Frente a ello, estamos llamados a ser marineros de alta mar. Ciertamente, somos protagonistas de un cambio de era; estamos transitando de un mundo predecible, conocido y “controlable” a uno que nos sorprende, desafía, tensiona y que nos puede abrir a una realidad más libre, justa y humana. Esa es nuestra esperanza y anhelo, pero, mientras estamos navegando en alta mar, la tempestad no amaina y, como los tripulantes del arca, lanzamos y lanzamos aves al aire para ver si nos traen “una ramita” de la tierra nueva que queremos edificar. Como los apóstoles asustados, remecemos a Jesús para que nos salve del agua que nos está llegando al cuello y no contamos con los recursos para evacuarla.
“Silencio, cállate”
Si confiamos solamente en nuestras capacidades, historias y recursos humanos, como una inmensa mayoría no creyente, pragmática y racional, no hay escapatoria a todo lo que vivimos en la actualidad. Sin embargo, como cristianos, sabemos que el Señor va en nuestra barca, que conduce la historia y que tiene el poder y el amor para calmar esta y cualquier tempestad. Por eso acudo a sus palabras, para recuperar la esperanza y ver que hay muchas más corrientes que recorren el macro y micro mundo y que nos pueden alentar en la navegación, sacando el agua que ha entrado y remando hacia un nuevo puerto de la humanidad.
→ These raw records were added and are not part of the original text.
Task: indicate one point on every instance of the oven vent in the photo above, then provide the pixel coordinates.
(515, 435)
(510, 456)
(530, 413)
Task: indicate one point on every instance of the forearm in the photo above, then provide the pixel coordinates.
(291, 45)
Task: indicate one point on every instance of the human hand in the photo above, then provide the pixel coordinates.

Al silenciar las voces pesimistas (externas e internas) y callar los demonios del miedo y la angustia, podremos ver otras olas hermosas que se han empezado a formar.
En primer lugar, la conciencia de que lo que vivíamos estaba mal parido, mal proyectado, y que la naturaleza y la vida nos están dando otra oportunidad. El modo de vivir orientado al rendimiento, a competir, correr, depredar la creación, consumir y acaparar, ya no daba para más. Esa nueva conciencia se va manifestando en diferentes movimientos, entre los que destaco la lucha ya declarada por la justicia y la equidad de todos los seres humanos, sin importar su condición, género o cualquier otra clasificación que los pudiera perjudicar.
Lucha por empoderarse
Hasta el más pequeño – ale la pena ver un reciente estudio de ‘The Economist’ sobre el uso de las redes por parte de adolescentes que se suman a luchas sociales– está avanzando en la conciencia de su dignidad y empoderándose, poco a poco, para resistir y transformar lo que está mal. También veo con anhelo cómo son cada vez más las personas que están cambiando sus hábitos de alimentación, consumo y trabajo para tener mayor salud psíquica, espiritual y corporal. Si bien aún son minorías, van abriendo camino a los demás.
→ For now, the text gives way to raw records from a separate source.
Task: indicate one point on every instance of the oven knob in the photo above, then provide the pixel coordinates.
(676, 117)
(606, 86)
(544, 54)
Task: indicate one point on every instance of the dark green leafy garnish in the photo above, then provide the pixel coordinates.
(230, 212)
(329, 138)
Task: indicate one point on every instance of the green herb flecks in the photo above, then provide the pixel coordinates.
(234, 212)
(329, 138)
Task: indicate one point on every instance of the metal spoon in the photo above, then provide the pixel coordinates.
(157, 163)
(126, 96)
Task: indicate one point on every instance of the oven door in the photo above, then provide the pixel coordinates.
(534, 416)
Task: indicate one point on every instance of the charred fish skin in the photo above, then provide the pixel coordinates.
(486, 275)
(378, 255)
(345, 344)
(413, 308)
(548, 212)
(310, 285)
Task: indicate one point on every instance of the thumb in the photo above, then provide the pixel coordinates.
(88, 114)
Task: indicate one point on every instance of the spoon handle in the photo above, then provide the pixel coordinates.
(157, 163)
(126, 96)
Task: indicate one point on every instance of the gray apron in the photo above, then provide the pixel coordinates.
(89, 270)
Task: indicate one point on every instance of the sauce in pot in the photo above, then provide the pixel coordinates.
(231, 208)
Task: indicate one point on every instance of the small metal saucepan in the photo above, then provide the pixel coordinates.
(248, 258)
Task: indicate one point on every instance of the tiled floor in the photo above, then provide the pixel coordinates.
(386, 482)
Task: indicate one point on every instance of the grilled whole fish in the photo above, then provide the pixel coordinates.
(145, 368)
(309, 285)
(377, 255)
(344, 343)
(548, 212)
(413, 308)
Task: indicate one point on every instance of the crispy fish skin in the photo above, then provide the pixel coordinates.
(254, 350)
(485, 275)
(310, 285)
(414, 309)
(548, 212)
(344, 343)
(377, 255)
Igualmente, es admirable de contemplar cómo el ser humano va volviendo lentamente a su centro espiritual con caminos diversos y abiertos al diálogo intercultural. Por último, valoro muchísimo la priorización de los vínculos desde la gratuidad, de la colaboración y fraternidad y la búsqueda de sentido como algo fundamental.
Toda tormenta siempre trae vida nueva si resistimos la corriente y perseveramos remando. Dios nunca duerme y jamás nos abandona… Solo debemos integrarnos armónicamente con la naturaleza y contemplar la vida nueva que se está gestando en medio de la tempestad.